Изба не прибрана. У печи лежал ухват, на столе — самовар, давно не чищенный, с потускневшими латунными боками. В устье печи не было заслонки, на шестке чернел пустой чугунок.
Серафима Егоровна поднялась с лавки, придерживаясь за стол, прошаркала валяными обрезками к полке с посудой и достала какую-то бумажку.
— Вот похоронная-то, — подала листок Фекле.
Фекла боязливо взяла бумагу, пересела поближе к свету и, прочтя похоронку, уронила ее на стол…
Серафима Егоровна снова взялась за вязанье, говоря:
— Не могу без иглы. Кажется: кину работу и упаду на пол. Помру. Боюсь, что ниток не хватит. Кончатся нитки — и мне конец. Сердцем чую… Добавить бы прядена [48], да где возьмешь? У тебя нет ли?

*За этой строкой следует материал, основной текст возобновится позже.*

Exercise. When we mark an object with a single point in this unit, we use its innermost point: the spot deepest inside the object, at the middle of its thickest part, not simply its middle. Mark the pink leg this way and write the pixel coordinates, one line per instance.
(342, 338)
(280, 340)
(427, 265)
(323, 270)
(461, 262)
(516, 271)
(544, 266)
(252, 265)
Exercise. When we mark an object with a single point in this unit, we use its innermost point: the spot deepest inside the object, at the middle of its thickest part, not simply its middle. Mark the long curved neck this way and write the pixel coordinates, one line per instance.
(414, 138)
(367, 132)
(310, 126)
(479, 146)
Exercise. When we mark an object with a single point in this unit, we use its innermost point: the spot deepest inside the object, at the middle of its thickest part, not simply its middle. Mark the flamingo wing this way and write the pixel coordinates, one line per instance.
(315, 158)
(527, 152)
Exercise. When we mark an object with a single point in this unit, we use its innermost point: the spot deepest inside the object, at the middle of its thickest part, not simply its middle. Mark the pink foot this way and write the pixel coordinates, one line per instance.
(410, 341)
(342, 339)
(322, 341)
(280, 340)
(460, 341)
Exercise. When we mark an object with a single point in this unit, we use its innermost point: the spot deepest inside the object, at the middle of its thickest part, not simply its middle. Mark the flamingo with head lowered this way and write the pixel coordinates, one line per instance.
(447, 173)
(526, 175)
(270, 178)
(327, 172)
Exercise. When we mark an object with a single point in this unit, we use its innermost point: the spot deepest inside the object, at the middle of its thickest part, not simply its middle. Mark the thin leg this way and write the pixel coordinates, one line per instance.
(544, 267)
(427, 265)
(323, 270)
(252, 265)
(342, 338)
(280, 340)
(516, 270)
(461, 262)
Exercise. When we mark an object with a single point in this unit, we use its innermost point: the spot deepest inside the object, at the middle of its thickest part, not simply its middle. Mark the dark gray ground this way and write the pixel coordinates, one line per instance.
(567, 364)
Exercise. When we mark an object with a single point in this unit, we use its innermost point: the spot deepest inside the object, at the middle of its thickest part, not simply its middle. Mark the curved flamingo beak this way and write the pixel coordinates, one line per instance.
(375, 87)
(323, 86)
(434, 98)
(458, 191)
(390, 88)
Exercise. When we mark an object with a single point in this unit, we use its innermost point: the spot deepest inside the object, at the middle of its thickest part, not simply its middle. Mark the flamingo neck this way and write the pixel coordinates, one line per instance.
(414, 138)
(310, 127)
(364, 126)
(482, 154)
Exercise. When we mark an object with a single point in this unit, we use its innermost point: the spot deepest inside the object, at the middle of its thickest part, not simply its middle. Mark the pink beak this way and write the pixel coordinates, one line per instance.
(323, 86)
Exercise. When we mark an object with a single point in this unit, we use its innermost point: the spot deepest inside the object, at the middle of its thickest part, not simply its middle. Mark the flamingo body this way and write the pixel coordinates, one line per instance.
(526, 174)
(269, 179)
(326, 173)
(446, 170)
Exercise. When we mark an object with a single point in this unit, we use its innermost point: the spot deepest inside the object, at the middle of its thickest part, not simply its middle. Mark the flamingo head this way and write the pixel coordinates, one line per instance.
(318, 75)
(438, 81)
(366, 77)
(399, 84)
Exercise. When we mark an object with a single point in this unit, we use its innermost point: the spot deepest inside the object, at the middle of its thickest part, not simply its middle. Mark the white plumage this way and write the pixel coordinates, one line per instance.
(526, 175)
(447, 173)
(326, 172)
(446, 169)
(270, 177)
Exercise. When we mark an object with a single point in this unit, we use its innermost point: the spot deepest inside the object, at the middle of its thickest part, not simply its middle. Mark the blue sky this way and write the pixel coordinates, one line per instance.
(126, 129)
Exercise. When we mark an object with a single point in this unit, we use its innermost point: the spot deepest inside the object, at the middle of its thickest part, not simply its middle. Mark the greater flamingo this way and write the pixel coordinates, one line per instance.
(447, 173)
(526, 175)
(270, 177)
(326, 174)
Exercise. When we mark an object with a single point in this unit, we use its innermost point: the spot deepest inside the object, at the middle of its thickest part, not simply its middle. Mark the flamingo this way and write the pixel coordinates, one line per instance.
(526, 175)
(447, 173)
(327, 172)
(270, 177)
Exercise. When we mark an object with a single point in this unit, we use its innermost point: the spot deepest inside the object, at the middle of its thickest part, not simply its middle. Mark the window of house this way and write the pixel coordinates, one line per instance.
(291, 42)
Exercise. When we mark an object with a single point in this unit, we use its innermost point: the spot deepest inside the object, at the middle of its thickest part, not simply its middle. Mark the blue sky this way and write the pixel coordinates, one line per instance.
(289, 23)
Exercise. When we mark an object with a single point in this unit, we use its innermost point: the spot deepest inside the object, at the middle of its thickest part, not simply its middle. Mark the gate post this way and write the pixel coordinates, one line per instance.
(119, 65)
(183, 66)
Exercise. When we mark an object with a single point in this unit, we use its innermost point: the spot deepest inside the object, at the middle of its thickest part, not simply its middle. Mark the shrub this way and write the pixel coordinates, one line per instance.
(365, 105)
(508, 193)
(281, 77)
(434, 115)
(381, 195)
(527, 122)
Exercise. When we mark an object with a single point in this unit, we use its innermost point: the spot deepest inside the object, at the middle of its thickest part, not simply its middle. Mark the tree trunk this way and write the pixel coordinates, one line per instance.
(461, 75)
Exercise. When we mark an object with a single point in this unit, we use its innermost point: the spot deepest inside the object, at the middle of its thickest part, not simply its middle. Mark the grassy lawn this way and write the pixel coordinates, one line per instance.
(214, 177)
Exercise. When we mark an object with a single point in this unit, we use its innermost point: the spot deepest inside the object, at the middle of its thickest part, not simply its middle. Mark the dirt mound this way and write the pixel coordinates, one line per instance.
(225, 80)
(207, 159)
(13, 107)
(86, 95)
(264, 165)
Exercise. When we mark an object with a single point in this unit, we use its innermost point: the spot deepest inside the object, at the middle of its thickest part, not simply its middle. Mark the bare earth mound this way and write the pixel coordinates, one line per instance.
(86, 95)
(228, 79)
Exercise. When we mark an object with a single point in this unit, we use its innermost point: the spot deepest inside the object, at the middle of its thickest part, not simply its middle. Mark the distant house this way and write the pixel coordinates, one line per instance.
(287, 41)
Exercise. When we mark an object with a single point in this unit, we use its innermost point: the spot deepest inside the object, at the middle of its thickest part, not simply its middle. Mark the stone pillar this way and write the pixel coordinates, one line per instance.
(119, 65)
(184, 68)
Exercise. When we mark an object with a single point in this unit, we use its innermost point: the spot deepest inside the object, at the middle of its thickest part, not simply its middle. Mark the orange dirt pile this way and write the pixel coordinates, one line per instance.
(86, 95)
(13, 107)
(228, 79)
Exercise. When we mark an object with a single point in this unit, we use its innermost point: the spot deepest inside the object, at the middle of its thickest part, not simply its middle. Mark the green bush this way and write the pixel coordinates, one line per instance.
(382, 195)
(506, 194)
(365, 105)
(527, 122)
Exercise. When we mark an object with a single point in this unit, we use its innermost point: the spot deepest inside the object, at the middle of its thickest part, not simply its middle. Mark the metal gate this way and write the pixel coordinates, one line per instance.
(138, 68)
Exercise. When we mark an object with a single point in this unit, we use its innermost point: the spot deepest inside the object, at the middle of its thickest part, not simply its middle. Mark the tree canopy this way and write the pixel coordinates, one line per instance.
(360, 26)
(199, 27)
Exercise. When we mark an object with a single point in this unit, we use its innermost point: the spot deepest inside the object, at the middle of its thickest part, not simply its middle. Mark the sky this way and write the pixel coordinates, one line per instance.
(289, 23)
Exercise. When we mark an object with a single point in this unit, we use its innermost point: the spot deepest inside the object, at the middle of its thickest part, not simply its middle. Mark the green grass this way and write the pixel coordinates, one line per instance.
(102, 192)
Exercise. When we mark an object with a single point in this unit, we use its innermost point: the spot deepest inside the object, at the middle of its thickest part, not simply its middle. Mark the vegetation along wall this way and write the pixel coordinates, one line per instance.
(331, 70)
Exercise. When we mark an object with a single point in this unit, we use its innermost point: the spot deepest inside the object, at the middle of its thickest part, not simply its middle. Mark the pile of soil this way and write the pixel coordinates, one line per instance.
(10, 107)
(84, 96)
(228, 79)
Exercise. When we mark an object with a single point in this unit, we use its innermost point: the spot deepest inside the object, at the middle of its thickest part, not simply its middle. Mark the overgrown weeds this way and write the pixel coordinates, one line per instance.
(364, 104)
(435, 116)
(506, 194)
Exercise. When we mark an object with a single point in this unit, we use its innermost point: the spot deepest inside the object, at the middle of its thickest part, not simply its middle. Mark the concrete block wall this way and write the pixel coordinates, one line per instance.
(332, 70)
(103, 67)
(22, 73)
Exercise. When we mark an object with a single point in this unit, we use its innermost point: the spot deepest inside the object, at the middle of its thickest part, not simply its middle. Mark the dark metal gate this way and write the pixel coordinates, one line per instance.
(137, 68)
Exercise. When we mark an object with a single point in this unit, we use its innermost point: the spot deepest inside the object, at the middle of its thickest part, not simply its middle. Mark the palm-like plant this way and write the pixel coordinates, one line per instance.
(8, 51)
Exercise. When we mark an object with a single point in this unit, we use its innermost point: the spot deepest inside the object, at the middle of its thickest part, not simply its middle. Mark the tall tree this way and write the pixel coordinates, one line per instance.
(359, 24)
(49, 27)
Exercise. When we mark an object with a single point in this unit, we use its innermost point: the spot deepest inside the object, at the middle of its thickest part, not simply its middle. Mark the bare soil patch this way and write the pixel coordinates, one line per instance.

— Принесу, — сказала Фекла.
— Ой, да и ты плачешь! Доброе у тебя сердце, Феня. К чужому горю отзывчивое. Ой, золотая моя славутница!
— Это и мое горе, матушка, — сказала Фекла. — Любила я Борю. Жить вместе собирались. Да, видно, не судьба…
Мать вздохнула и осторожно коснулась руки Феклы своей холодной и маленькой.
— А я и не ведала. Прости меня, Фенюшка. Прости, старую…
Посидели, поплакали. Потом Фекла сказала:
— Надо жить! Дай-ко я поприбираюсь в избе.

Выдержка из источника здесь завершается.